I disagree 100% with your take on game design getting easy once you've played it. That's BAD game design

I think you are missing the point, or misunderstanding what I am saying, so let me clarify. The GAME doesn't get easier, per say, SPECIFIC CHALLENGES get easier, in a well constructed game. Take the critically acclaimed MediEvil game. A game that was so good that it got remade, TWICE, exactly as is with updated graphics for multiple platforms. The first boss you fight is the stained glass demon. The very first time you fight him he is super difficult to defeat, as you have relatively low health and few weapons. BUT when you come back through the area later in the game to get the chalices and face him he is really easy to kill and move on. The later game enemies and bosses are more difficult, but the older bosses, the ones you faced at the beginning of the game that gave you great difficulty, are now easier to defeat.

This is GOOD game design. It means that the developers took the time to make new and different challenges for later game play. Scaling, is when the developers are super lazy and just make the same old enemies present with higher stats. Take, as a counter point, Destiny. This is a game where the baddies just tend to be the same guys, but with higher stats. Every time you run through an area the bad guys are just as hard to defeat. Not because they are new or better, but because their health and damage scale to your own. You never make real progress.

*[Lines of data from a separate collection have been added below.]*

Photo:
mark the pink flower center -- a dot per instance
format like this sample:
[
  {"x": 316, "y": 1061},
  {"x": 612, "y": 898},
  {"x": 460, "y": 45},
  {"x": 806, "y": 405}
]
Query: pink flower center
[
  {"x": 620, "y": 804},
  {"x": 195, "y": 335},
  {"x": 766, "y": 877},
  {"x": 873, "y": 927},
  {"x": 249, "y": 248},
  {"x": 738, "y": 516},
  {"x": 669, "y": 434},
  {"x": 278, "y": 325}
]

I love Destiny myself, but I love it for it's multiplayer, not slogging through the same bad guys time after time.

Ark is an example of the first one, where the challenges change as you progress through the game. Instead of lazily increasing the difficulty of the same old creatures (Alphas), the game offers new and different challenges. It is GREAT game design, where you objectives dictate difficulty. This isn't a FPS, and doesn't have an "end" per say, so expecting everything to just scale up is absurd. In the early game surviving Alphas and traversing the map are difficult. By mid game they are relatively easy, while finding and taming high level tames and getting high end gear are difficult. By late game those objectives are now easy, while breeding, leveling, and performing boss fights are difficult.

Accusing Ark of being poorly designed because one of the first challenges you face is less of a challenge as the game progresses seems mildly absurd to me.